Dois ratos olhavam-se assustados ao ver a pele quase fluorescente um do outro. Eles pareciam desenhados em néon. Uma abelha listrada em branco e roxo ia voando como louca. A água do arrozal refletia a cor amarela do céu. Uma rã vermelha olhou para um mosquito, branco como a neve. Reagiu instintivamente, estendeu sua língua e pegou. O sabor era bom, como o de um bom mosquito. O batráquio então soube que poderia manter um olho para as pequenas criaturas brancas esvoaçantes... Mesmo a rã, porém, que ficava vermelha, também apareceu como uma boa presa para o corvo branco, que passou a devorá-la.
Nádia acordou com um susto. Havia pintado seu quarto de cor-de-rosa e agora aparecia esverdeado, lívido, na luz da manhã. Esfregou-se os olhos, mas o efeito não mudou. Ela foi até a cozinha para fazer café e descobriu que todas as plantas ficavam vermelhas. O pote do café era opaco, quase preto, enquanto o pó de café aparecia azulado. O gato de casa saltava de um móvel a outro em um ambiente estranho, como uma nave espacial. Até ele reconhecer seu cheiro em um canto do tapete. Então se acalmou.

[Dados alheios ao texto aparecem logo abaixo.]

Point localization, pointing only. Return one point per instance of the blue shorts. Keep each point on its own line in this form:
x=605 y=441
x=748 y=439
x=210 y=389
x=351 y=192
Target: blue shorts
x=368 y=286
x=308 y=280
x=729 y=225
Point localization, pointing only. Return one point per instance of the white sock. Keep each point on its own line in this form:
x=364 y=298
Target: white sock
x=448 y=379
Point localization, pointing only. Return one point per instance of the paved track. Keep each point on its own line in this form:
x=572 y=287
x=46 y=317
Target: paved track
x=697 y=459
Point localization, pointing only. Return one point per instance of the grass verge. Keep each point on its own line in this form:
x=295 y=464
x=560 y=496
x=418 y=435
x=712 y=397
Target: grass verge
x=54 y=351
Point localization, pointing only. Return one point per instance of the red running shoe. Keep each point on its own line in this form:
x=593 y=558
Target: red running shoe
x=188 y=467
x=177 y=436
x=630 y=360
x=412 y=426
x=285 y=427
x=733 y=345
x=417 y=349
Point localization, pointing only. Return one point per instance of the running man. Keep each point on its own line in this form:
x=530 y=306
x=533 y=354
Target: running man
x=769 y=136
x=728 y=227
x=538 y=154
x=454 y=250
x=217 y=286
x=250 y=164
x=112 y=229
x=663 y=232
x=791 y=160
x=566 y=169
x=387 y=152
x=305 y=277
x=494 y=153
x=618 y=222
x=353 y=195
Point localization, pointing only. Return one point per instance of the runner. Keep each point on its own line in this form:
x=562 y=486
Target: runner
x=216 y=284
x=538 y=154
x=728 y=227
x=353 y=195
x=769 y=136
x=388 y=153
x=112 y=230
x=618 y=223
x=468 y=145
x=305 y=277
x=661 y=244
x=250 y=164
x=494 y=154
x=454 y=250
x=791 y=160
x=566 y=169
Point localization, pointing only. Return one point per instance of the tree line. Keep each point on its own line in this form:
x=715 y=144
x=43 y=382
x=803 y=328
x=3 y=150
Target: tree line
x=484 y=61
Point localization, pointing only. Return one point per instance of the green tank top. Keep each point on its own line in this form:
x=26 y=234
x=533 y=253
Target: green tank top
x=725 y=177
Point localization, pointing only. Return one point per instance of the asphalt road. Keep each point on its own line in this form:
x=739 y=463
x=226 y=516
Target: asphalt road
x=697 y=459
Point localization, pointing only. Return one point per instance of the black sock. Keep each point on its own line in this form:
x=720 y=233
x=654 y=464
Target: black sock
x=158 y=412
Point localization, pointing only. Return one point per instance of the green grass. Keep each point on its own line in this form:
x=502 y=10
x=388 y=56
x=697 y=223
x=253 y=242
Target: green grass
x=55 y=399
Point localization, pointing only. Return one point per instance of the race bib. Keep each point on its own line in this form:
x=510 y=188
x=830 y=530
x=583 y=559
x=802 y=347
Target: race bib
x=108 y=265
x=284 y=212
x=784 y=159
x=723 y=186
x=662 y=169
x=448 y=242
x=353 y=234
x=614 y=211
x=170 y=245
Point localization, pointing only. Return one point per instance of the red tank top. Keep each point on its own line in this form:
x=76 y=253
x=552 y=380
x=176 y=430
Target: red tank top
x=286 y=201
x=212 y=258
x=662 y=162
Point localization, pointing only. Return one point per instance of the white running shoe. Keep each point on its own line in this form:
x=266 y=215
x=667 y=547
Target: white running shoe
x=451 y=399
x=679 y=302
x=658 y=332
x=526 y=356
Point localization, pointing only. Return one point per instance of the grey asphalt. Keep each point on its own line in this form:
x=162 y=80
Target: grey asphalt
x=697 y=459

As águas do rio começaram a mudar sua cor. Depois de tantas décadas de assédio, roubo de água e sujeira de todos os tipos em suas águas, ele decidiu se vingar, com a escolha de sua cor. Um filete um pouco mais brincalhão escolheu tornar-se amarelo, depois rosa, depois vermelho, enquanto outros optaram pela variedade dos verdes. As tranças de água foram como um arco-íris colorido, ou como esses fios de algodão, mexidos de todas as cores, a partir dos quais você pode escolher os tópicos para remendar.
17
As águas borbulhantes pareciam gozar de um carnaval repentino de alegria. Então, todos os córregos do rio remexeram-se juntos e assumiram uma mesma cor azul, como a tinta da caneta estilográfica. O sol batia nas vagas e nos redemoinhos tirando milhares de reflexões. Foram surpreendidos os pescadores. Ainda mais foram surpreendidos os peixes. A notícia se espalhou rapidamente. O rio de águas coloridas batia contra os pilares da ponte, e todos foram para vê-lo.
Os redemoinhos de água e os arabescos traçados na areia das praias eram como a escrita ágil de uma mão experiente. Os marcos tomaram forma e tornaram-se palavras. Os riachos delineavam mil, dez mil, cem mil vezes, as mesmas palavras, durante todo o curso do rio, “Basta! Chega! Basta!” Basta com a poluição? Com as guerras? Cada um interpretou a expressão como ele desejava. Todo mundo tinha alguma razão para dizer “basta” e, portanto, quase todos concordaram com o rio.
Apenas o aterro de resíduos, que manchava o panorama e infetava a cidade, não se virou. Enorme, inchado, fedendo como sempre, o aterro resistiu e não mudou de cor, ficando cinzento e sombrio. Suas exalações mefíticas contaminavam o ar, as escórias ficavam sem se rebaixar, no tempo, como vestígios para toda geração futura. Aqui irão se passar as escavações arqueológicas da posteridade, para reconstruir a cultura e a história da nossa civilização.